Research on the human activity recognition could be utilized for the monitoring of elderly people living alone to reduce the cost of home care. Video sensors can be easily deployed in the different zones of houses to achieve monitoring. The goal of this study is to employ a linear-map convolutional neural network (CNN) to perform action recognition with RGB videos. To reduce the amount of the training data, the posture information is represented by skeleton data extracted from the 300 frames of one film. The two-stream method was applied to increase the accuracy of recognition by using the spatial and motion features of skeleton sequences. The relations of adjacent skeletal joints were employed to build the direct acyclic graph (DAG) matrices, source matrix, and target matrix. Two features were transferred by DAG matrices and expanded as color texture images. The linear-map CNN had a two-dimensional linear map at the beginning of each layer to adjust the number of channels. A two-dimensional CNN was used to recognize the actions. We applied the RGB videos from the action recognition datasets of the NTU RGB+D database, which was established by the Rapid-Rich Object Search Lab, to execute model training and performance evaluation.

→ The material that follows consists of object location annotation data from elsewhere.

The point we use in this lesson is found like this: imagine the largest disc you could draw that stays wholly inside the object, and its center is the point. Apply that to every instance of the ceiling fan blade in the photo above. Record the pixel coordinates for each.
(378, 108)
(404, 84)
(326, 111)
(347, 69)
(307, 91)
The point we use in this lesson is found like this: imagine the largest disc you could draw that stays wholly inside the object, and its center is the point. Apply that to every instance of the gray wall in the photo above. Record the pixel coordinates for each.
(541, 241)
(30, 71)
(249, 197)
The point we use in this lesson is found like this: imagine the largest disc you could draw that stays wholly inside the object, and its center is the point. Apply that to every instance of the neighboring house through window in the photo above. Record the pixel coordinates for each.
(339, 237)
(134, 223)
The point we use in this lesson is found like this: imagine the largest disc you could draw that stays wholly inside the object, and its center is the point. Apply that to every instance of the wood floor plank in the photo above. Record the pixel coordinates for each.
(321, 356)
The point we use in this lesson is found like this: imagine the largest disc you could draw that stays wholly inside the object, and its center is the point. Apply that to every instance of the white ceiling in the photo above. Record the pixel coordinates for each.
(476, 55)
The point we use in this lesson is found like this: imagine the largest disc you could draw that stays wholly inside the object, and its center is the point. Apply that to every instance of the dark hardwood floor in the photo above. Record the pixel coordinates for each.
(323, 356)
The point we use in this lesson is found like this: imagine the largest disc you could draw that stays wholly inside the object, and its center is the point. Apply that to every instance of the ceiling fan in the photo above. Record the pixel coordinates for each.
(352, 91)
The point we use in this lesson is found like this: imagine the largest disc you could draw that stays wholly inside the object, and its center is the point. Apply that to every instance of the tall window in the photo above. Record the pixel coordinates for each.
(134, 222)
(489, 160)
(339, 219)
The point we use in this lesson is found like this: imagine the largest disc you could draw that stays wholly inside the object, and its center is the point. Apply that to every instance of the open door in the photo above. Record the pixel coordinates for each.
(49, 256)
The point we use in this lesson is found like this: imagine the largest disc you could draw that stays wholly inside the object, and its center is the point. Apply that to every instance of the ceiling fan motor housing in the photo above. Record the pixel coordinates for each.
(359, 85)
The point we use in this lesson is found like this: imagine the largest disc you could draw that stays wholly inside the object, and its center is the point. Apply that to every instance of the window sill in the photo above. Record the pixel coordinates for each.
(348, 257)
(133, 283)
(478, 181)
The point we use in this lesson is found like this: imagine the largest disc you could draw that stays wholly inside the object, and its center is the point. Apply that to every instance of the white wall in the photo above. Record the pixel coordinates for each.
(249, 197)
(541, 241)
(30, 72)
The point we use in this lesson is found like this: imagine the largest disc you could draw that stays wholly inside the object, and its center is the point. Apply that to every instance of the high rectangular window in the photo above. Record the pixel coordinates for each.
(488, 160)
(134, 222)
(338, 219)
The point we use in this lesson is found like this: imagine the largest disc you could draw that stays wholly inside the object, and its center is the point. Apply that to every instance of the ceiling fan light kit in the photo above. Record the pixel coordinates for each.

The experimental results show that the obtained precision, recall, specificity, F1-score, and accuracy were 86.9%, 86.1%, 99.9%, 86.3%, and 99.5%, respectively, in the cross-subject source, and 94.8%, 94.7%, 99.9%, 94.7%, and 99.9%, respectively, in the cross-view source. An important contribution of this work is that by using the skeleton sequences to produce the spatial and motion features and the DAG matrix to enhance the relation of adjacent skeletal joints, the computation speed was faster than the traditional schemes that utilize single frame image convolution. Therefore, this work exhibits the practical potential of real-life action recognition.